I am not certain if I failed to adequately express this point in my previous article, or if Mr. Masciotra simply saw my words as ammunition for an opportunistic swipe at veterans on a day where many of us remember the brothers and sisters that we have lost. But I am making it, again, here. When one looks at the breadth of the otherification and dehumanization that control our daily interactions, it is possible to see that many other issues are simply smoke screens. Do we have a gun problem in the United States, or have we become so closed and unwilling to engage with those with whom we have conflict that we reach for tools to help settle our differences? Do we have a problem with militarism in this country, or have our civilian leaders, on both sides of the aisle, lost the political will and courage to use tools other than violence? After all, we have become so used to the narrative that al-Qaida militants were just hanging out in caves in Afghanistan, hating Americans because we have freedom and McDonald's, so they decided to launch a jihad against us. In that context, what room is there for negotiation?

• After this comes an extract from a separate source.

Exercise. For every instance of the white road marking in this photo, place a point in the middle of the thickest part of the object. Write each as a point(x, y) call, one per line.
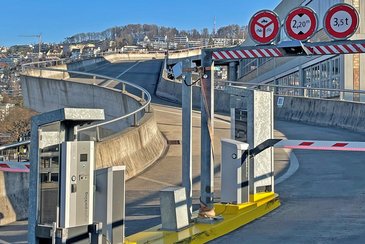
point(155, 181)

Whenever the topic of militarism and the role of the military in our democracy comes up, there are those who respond with angry proclamations of “this is why I don’t support the troops” and often far uglier words. This is truly sad for those of us who gave up our youth under the auspices of protecting our families and our country. However, many of us recognize that the clichéd “support” we do receive is all too often merely lip service. I challenge everyone to truly support us, but to do so in a substantive manner. Stop electing officials who defer to the use of force as the go-to option. Stop electing presidents who actively create the wars of the next generation with merciless drone strikes and wanton foreign policy agendas. Stop supporting leaders whose wars have created a half a million sufferers of PTSD. Railing against vets in the face of this madness is cowardice – we are the ones who die with your silence and inaction.

Keith Gentry

Keith Gentry enlisted in the Navy from Chicago in 2003, and was stationed in Kings Bay, Georgia for nearly a decade. He currently resides in Washington DC and is pursuing a second Masters degree in International Peace and Conflict Resolution.